WhoDunit
WhoDunit
Description
WhoDunit is an environment for evaluating deductive reasoning on murder mystery puzzles. It contains 100 cases where agents must gather information about suspects, weapons, locations, and clues to deduce who committed the murder, with what weapon, and where it occurred.
Capabilities
- Deductive reasoning and logical inference
- Multi-step information gathering
- Evidence synthesis and analysis
- Murder mystery puzzle solving
Compute Requirements
Agents are given a standard environment with no sandbox or file system access.
Tasks
There is one split in this environment:
- train: 100 tasks (75 elementary + 25 impossible difficulty)
Each case includes suspects with physical descriptions, potential weapons, locations, clues, and optionally motives and suspect statements.
Reward Structure
This is a multi-turn environment with partial credit scoring. Agents gather information using tools, then submit their answer via submit_answer.
3-Component Tasks: WHO (33.3%) + WHAT (33.3%) + WHERE (33.3%)
4-Component Tasks: WHO (25%) + WHAT (25%) + WHERE (25%) + WHY (25%)

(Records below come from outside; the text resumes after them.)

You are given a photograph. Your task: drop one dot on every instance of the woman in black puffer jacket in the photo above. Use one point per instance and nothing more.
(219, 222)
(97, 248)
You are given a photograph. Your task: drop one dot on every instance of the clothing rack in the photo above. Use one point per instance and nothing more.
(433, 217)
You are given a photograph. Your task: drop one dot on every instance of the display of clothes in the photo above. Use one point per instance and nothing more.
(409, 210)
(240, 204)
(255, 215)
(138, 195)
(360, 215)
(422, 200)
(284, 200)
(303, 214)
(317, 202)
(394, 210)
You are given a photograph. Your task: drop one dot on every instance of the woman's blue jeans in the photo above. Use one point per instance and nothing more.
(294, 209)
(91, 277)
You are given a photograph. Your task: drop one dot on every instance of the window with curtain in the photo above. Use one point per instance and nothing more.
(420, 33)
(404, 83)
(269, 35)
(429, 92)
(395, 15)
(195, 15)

Validation is deterministic case-insensitive exact match. Reward ranges from 0.0 to 1.0 based on correct components.
Data
Data consists of JSON files (tasks_elementary.json, tasks_impossible.json, exhibits.json) containing murder mystery cases with suspects, weapons, locations, clues, and ground truth answers. Data is stored on the OpenReward platform.
Tools
| Tool | Description |
|---|---|
list_suspects | View all suspects with physical descriptions and features. |
list_weapons | View all potential murder weapons with weight classifications. |
list_locations | View all locations where the murder could have occurred. |
list_clues | View all clues and evidence found at the crime scene. |
list_motives | View potential motives (if available for the case). |
list_statements | View suspect statements (murderer lies, others tell truth). |
view_exhibits | View exhibits referenced in clues. |
submit_answer | Submit who, what, where (and optionally why). Ends the episode. |
Time Horizon
Multi-turn. Agents gather information using multiple tool calls before submitting their final answer.
Environment Difficulty
[Put environment difficulty here]
Other Environment Requirements
There are no further environment requirements; WhoDunit works out of the box with the OpenReward endpoint without any external API keys.
Safety
Agents in WhoDunit solve fictional murder mystery puzzles in a standard environment. The environment does not present direct safety risks.